The phrase “Sex and drugs and Rock n’ Roll” has seemingly been around forever. In fact, Ian Drury even wrote a song with that title way back in 1977. We’ve heard the phrase so much now that we assume it’s correct, but are the ” Big 3″ really connected? Well, according to a new study published in the Human Ethology Bulletin by Marissa Harrison of Penn State Harrisburg, sex, drugs and Rock n’ Roll indeed do go together, but only under certain circumstances.
If you’re a musician, there’s no question about the connection as anyone who’s ever played in a band knows. The researchers verified that notion as they found that female rock musicians were five times more likely to have reported having sex with a short-term partner, while male rock musicians were more than four times likely to have tried stimulants and more than twice as likely as others to have tried hallucinogens.
But what about the average person?
It turns out that the heavier the music, the more likely the SDRR connection for both male and female consumers. Those who enjoyed “hard” music such as punk, metal, techno, and rap were more likely to have higher scores on the measures of sex and drugs.
According to the study, “In terms of ethology, interestingly, this mimics that which we might see in birds. Male birds commonly produce music (i.e., birdsong), and female birds judge those male birds by their songs. Evidence suggests female birds like complex and rapid birdsong.

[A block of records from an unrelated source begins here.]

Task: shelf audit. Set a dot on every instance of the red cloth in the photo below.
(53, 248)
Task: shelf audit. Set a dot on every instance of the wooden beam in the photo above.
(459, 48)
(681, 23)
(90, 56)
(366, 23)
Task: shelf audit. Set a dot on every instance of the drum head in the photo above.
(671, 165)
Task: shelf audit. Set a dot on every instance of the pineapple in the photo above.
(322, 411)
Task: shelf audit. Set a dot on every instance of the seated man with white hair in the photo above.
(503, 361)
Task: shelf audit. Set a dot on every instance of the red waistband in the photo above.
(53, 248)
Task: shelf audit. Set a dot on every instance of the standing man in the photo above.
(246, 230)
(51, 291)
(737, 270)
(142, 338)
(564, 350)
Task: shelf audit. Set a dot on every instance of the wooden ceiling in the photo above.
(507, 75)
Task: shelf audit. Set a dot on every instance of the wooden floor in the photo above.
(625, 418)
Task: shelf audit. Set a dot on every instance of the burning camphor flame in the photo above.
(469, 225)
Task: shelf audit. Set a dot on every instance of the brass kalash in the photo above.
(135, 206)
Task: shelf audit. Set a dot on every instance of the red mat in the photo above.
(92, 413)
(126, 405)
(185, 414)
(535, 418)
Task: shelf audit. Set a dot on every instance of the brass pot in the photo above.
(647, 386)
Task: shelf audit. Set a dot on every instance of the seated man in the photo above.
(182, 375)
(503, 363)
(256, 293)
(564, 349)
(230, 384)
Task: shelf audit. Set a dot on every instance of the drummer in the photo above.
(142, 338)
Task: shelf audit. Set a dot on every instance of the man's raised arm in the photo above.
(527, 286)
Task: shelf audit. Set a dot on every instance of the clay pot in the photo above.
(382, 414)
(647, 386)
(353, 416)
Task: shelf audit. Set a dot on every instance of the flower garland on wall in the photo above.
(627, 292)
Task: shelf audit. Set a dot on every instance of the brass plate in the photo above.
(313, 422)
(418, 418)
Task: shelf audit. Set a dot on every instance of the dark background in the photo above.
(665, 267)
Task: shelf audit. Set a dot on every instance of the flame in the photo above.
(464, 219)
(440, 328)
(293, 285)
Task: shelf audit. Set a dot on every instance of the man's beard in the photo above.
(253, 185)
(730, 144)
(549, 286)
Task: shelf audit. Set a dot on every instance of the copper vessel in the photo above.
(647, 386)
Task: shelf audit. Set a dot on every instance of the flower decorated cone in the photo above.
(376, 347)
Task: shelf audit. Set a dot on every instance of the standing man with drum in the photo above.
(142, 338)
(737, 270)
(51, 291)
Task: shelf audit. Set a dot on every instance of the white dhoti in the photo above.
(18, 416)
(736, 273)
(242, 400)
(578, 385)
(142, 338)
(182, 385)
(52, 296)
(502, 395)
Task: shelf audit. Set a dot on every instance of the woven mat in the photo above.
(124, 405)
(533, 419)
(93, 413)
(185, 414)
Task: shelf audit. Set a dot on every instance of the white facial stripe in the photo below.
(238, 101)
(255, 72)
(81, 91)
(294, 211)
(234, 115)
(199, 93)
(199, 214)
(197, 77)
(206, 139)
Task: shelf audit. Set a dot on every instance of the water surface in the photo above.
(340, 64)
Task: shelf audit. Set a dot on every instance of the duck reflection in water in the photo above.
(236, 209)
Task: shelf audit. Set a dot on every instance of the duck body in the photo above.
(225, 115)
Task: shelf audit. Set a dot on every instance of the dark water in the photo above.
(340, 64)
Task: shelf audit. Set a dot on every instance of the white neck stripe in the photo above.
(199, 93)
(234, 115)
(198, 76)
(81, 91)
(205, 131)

It sounds like the bird equivalent of heavy metal!”
The survey included 181 men and 286 women, which the researchers admitted was a small sample size and only enough to draw a preliminary conclusion. It also included more college students that professional musicians, which indicated that a follow-up study was needed.
While scientists may look for real data about the connection, those of us in the music business know that sex and drugs and Rock n’ Roll are pretty much made for each other, at least when you’re young. To those of you experiencing the Big 3 now, enjoy it while you can.